# Lab: Even More Linear Regression
## CMSE 381 - Fall 2022
## Lecture 7, Sep 16, 2022

In the last few lectures, we have focused on linear regression, that is, fitting models of the form 
$$
Y =  \beta_0 +  \beta_1 X_1 +  \beta_2 X_2 + \cdots +  \beta_pX_p + \varepsilon
$$
In this lab, we will continue to use two different tools for linear regression. 
- [Scikit learn](https://scikit-learn.org/stable/index.html) is arguably the most used tool for machine learning in python 
- [Statsmodels](https://www.statsmodels.org) provides many of the statisitcial tests we've been learning in class

This lab will cover two ideas: 
- Categorical variables and how to represent them as dummy variables. 
- How to build interaction terms and pass them into your favorite model.

In [1]:
# As always, we start with our favorite standard imports. 

import numpy as np
import pandas as pd
import matplotlib.pyplot as plt 
%matplotlib inline
import seaborn as sns
import statsmodels.formula.api as smf

# Playing with multi-level variables 

## The wrong way

Ok, we're going to do this incorrectly to start. You pull in the `Auto` data set.

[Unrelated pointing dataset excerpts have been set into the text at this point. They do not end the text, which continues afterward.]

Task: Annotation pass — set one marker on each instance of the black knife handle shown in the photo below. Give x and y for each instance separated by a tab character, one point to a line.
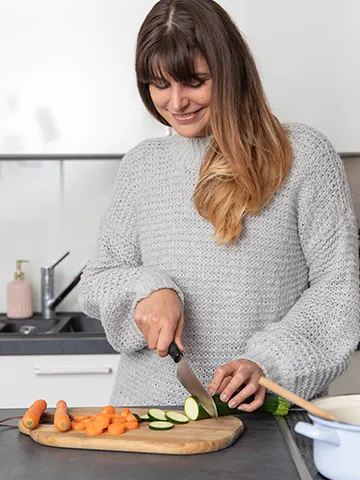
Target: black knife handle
174	352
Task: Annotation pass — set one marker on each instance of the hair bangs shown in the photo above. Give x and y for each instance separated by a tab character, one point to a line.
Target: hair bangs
171	57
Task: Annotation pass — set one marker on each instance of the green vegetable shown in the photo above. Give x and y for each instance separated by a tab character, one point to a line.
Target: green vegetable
157	414
176	417
272	404
145	418
160	425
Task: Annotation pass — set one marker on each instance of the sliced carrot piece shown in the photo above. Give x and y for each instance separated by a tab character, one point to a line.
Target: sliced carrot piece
93	432
109	409
131	425
116	429
131	418
102	423
78	426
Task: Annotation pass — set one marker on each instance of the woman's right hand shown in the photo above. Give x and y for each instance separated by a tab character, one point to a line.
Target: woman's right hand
160	318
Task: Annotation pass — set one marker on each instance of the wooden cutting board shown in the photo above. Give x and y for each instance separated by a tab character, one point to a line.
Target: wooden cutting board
201	436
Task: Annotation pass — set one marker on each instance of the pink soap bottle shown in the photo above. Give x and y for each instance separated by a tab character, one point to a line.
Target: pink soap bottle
19	295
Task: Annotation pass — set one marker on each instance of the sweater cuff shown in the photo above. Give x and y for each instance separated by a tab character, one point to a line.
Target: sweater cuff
150	282
266	360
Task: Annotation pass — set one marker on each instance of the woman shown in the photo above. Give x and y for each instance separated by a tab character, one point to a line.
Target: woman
236	237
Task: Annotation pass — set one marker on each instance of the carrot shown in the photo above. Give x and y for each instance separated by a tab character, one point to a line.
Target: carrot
81	418
93	431
116	429
78	426
108	409
87	420
102	422
131	418
61	419
33	414
119	419
131	425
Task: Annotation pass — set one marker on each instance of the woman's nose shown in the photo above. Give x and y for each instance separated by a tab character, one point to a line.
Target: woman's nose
178	99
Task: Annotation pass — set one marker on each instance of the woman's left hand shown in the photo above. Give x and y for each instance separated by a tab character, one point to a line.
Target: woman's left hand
230	377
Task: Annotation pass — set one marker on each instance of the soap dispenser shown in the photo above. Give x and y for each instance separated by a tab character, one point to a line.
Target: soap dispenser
19	295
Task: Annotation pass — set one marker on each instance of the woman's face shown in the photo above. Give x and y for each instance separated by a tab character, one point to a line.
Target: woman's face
186	107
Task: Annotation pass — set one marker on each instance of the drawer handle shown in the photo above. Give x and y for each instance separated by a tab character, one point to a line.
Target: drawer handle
70	369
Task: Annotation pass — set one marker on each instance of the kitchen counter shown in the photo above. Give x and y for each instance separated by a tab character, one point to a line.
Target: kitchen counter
266	450
91	340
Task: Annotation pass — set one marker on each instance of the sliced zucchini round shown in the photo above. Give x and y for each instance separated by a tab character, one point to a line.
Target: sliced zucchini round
192	408
157	425
176	417
157	414
144	418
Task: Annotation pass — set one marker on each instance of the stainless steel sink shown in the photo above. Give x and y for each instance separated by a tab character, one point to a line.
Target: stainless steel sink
64	324
82	323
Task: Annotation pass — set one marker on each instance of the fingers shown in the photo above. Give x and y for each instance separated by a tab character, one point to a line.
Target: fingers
178	333
153	333
219	376
250	389
166	336
256	403
224	384
160	318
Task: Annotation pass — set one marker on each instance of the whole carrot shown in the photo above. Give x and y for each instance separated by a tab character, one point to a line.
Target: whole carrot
33	414
61	419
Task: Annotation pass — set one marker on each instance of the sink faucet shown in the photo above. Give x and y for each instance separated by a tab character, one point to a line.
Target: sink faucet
48	301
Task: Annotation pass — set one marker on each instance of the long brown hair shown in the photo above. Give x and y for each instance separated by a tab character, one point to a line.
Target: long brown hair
250	154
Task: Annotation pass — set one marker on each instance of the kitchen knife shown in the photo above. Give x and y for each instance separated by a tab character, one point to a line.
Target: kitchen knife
190	381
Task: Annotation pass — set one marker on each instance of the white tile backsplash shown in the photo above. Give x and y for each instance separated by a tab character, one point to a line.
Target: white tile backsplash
49	207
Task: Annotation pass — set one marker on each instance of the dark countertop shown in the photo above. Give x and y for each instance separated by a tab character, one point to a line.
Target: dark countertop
67	342
261	453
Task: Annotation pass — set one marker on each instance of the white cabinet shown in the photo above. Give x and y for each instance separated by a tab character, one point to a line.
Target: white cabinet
349	381
80	380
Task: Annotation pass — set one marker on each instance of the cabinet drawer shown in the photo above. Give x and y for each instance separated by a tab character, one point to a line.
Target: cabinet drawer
80	380
349	381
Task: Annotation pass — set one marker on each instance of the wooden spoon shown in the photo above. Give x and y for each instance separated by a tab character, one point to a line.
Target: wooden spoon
291	397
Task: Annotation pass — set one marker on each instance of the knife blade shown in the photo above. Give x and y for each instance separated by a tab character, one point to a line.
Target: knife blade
189	380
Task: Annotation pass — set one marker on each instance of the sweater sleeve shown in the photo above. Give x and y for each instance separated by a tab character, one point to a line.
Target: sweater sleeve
114	280
312	344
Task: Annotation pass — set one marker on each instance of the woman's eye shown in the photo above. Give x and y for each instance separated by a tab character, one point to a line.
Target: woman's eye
196	85
161	86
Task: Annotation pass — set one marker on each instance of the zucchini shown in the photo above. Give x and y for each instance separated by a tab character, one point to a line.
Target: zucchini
176	417
157	414
157	425
272	404
144	418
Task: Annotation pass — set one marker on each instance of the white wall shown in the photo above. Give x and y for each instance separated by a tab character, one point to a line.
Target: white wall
46	209
64	102
68	85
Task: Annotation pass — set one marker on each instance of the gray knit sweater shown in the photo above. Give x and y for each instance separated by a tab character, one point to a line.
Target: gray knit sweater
286	296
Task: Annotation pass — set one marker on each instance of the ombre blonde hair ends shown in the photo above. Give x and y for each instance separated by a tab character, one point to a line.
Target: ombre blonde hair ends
250	154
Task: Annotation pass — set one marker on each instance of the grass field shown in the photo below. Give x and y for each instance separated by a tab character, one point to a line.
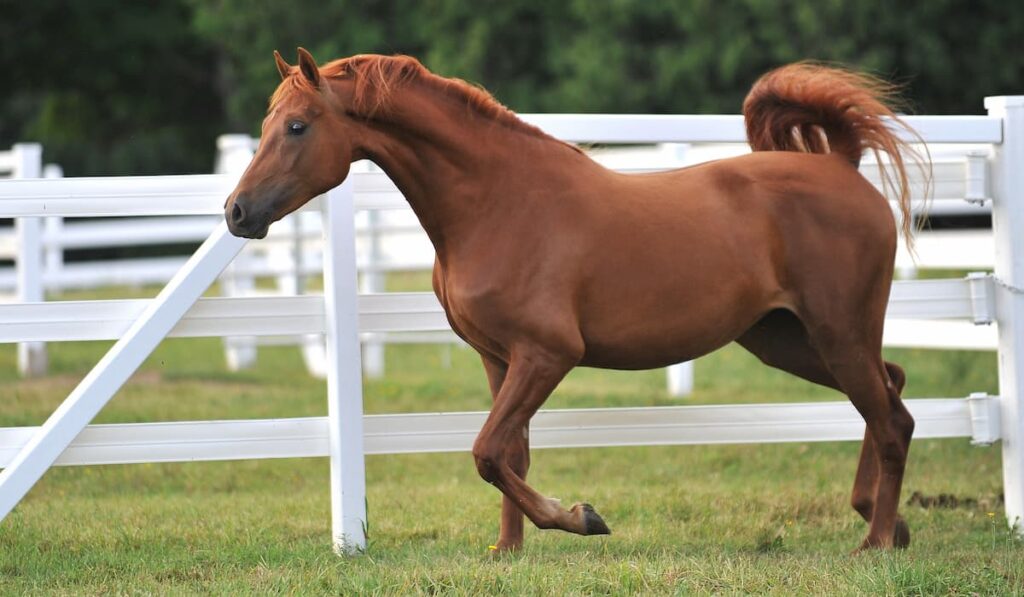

You were so proud of yourself for remembering to fix the problems with the `horsepower` column that you conveniently forgot that the column with information about country of origin (`origin`) has a bunch of integers in it, representing:
- 1: `American`
- 2: `European`
- 3: `Japanese`.

In [2]:
Auto_df = pd.read_csv('../../DataSets/Auto.csv')
Auto_df = Auto_df.replace('?', np.nan)
Auto_df = Auto_df.dropna()
Auto_df.horsepower = Auto_df.horsepower.astype('int')


Auto_df.columns

Index(['mpg', 'cylinders', 'displacement', 'horsepower', 'weight',
       'acceleration', 'year', 'origin', 'name'],
      dtype='object')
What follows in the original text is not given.